O Evvai não é um restaurante ruim. Longe disso. A execução é, do ponto de vista formal, corretíssima. Os ingredientes são de boa precedência. O serviço é atencioso. A harmonização está mais madura em termos de “pairing”, embora tropece na escolha de certos vinhos isolados (afinal, vinhos ruins podem ir bem com alguns pratos). Mas elaboração técnica não é tudo: ao Evvai, falta paladar, senso de equilíbrio, elegância e, sobretudo, autenticidade de sabor.

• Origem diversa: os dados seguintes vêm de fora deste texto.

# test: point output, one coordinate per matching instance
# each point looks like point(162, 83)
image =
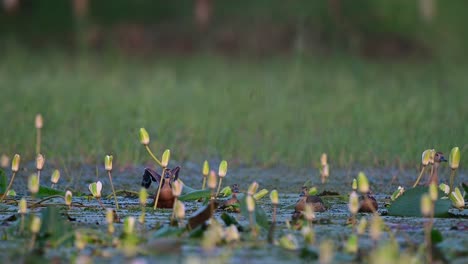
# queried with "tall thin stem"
point(9, 186)
point(152, 156)
point(113, 190)
point(419, 177)
point(160, 185)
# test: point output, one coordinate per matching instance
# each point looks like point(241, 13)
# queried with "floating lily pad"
point(408, 204)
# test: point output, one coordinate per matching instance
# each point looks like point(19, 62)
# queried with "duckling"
point(368, 204)
point(314, 200)
point(438, 158)
point(166, 198)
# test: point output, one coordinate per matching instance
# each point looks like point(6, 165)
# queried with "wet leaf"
point(408, 204)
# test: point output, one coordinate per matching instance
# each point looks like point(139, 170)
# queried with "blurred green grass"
point(273, 111)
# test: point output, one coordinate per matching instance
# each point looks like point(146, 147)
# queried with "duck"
point(166, 197)
point(434, 178)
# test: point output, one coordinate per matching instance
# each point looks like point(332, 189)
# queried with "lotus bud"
point(177, 188)
point(252, 188)
point(179, 210)
point(212, 180)
point(40, 160)
point(431, 156)
point(426, 157)
point(95, 189)
point(426, 205)
point(68, 198)
point(309, 213)
point(222, 169)
point(433, 192)
point(23, 206)
point(363, 183)
point(231, 234)
point(38, 121)
point(33, 183)
point(397, 193)
point(108, 162)
point(353, 204)
point(144, 137)
point(4, 161)
point(15, 163)
point(326, 252)
point(165, 158)
point(352, 245)
point(129, 225)
point(250, 203)
point(354, 185)
point(143, 196)
point(375, 229)
point(289, 242)
point(445, 188)
point(323, 159)
point(274, 197)
point(457, 199)
point(206, 168)
point(55, 176)
point(361, 227)
point(454, 158)
point(35, 224)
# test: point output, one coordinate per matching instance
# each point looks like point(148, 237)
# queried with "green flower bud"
point(55, 176)
point(353, 204)
point(143, 196)
point(35, 224)
point(274, 197)
point(250, 203)
point(15, 163)
point(23, 206)
point(144, 137)
point(40, 160)
point(252, 188)
point(108, 162)
point(165, 158)
point(38, 121)
point(68, 198)
point(454, 158)
point(33, 183)
point(222, 169)
point(206, 168)
point(129, 225)
point(426, 205)
point(363, 183)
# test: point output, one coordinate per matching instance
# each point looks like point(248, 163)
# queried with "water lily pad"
point(408, 204)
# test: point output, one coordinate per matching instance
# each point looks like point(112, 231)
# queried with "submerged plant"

François Simon, o crítico francês, falava da “cozinha de obediência” — aquela que segue tão à risca a cartilha do Michelin que acaba perdendo a alma no processo. O Evvai parece ter lido o manual e o executado com maestria, inclusive a parte que diz “tente ser divertido”.
Existe uma linha tênue entre o virtuosismo e a pretensão, entre a arte e o artifício. No Evvai, essa linha é cruzada e recruzada a cada um dos quinze tempos do menu degustação, em uma coreografia de espumas, esferas e micro-vegetais. Quando apresenta cartões de humor, o Evvai parece criar um efeito de informalidade típico de quem não se leva a sério. Na forma e no preço, porém, o Evvai se leva muito a sério. Cobrar R$ 3300 (com menu, harmonização mais barata e serviço) já demonstra que ele não estão (ou não deveriam estar) de brincadeira. Tudo é formalmente bem acabado, tudo é caro, e tudo é, em última instância, um pouco… sem graça.
Todas as visitas do crítico são pagas pelo GLOBO e feitas sem qualquer aviso prévio.
📍 Endereço: Rua Joaquim Antunes, 108 – Pinheiros – São Paulo
🍴 Tipo de cozinha: autoral de inspiração italiana com ingredientes brasileiros
🖋️Especialidade: menu degustação de 15 tempos com foco em técnica e apresentação
🪑Ambiente: moderno, contrastando um azul gritante com a solenidade da luz amarela. Cozinha aberta que reforçam a atmosfera de modernidade
👥Público: colecionadores de estrelas Michelin, entusiastas da técnica formal e quem busca o “espetáculo” gastronômico paulistano
🏆 Destaques:
– A precisão técnica da brigada e o serviço de sala impecável
– O Cappuccino de bacalhau com tucupi preto (um raro momento de tensão ácida)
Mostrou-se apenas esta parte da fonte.